With a spherical head and yellow eyes, northern saw-whet owls are tiny. These owls are also notorious for being difficult to find due to their tiny size, among other reasons.

When they’re perched motionlessly on a branch, their mottled brown plumage blends in easily with the trees around them. Since these owls are primarily nocturnal, you won’t encounter them when it’s daylight.

Learning the call and listening for a northern saw-whet owl at night, particularly between January and May, is the best bet for finding one. The name “saw-whet” owl comes from their unique cry, which resembles a blade being sharpened on a whetstone. A series of whistled notes of the same pitch make up their too-too-too call.

The diet of these owls primarily consists of tiny mammals such as mice and voles, and they prefer thick and mature woods. In South Dakota, they are primarily found during the winter.

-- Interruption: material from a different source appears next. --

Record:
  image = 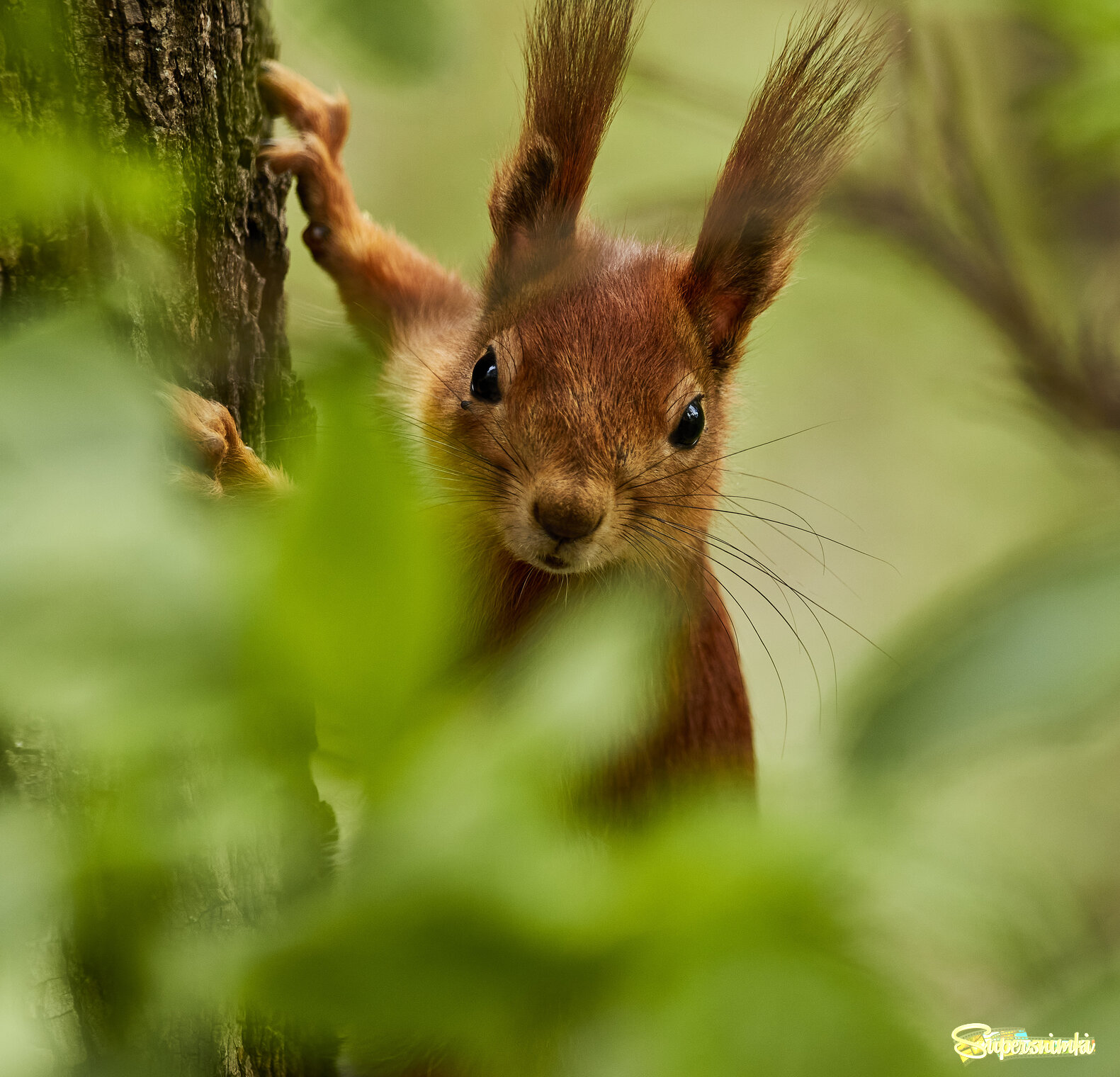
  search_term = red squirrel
[188,0,889,796]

  • Scientific name: Asio flammeus
  • Length: 15 in
  • Wingspan: 38 in
  • Weight: 12 oz

You can find short-eared owls year-round in South Dakota, but they spend the summer almost entirely in Canada and northern North America.

These have “ear tuft” feathers, but they are so short that they are almost never visible, as the name implies. Like many owls, they have yellow eyes, but their black surrounds really make the color stand out.

In response to the population of their prey, such as moles, rats, rabbits, and weasels, their populations in a certain region may fluctuate from year to year.

They are particularly vulnerable to habitat destruction and splintering from the vast open grasslands they require being transformed into agricultural land, grazing land, recreational sites, and housing development. Their populations are believed to be declining overall.

They may be found all around the world and can range over large distances in open water.


  • Scientific name: Bubo scandiacus
  • Length: 20.5-27.9 inches
  • Weight: 56.4-104.1 oz
  • Wingspan: 49.6-57.1 inches

Although most of Canada is home to snowy owls during the winter, each year they seem to be coming farther south into the United States. During the winter months, at least a few may be seen in South Dakota, particularly in the eastern part of the state. Year to year, the quantity may vary significantly.

During the summer, these stunning owls go far north to breed in Canada’s and Greenland’s Arctic areas. All hours of the day, they’ll be hunting their favorite summer delicacy, lemmings.

Because of their bright white plumage, snowy owls are easier to observe than other owls if they are present. They are diurnal, unlike other owls, and are thus active during the day. They prefer fields, airports, and beaches when it comes to hunting. They’ll be found on or near the snow, either perched out in the open or hidden.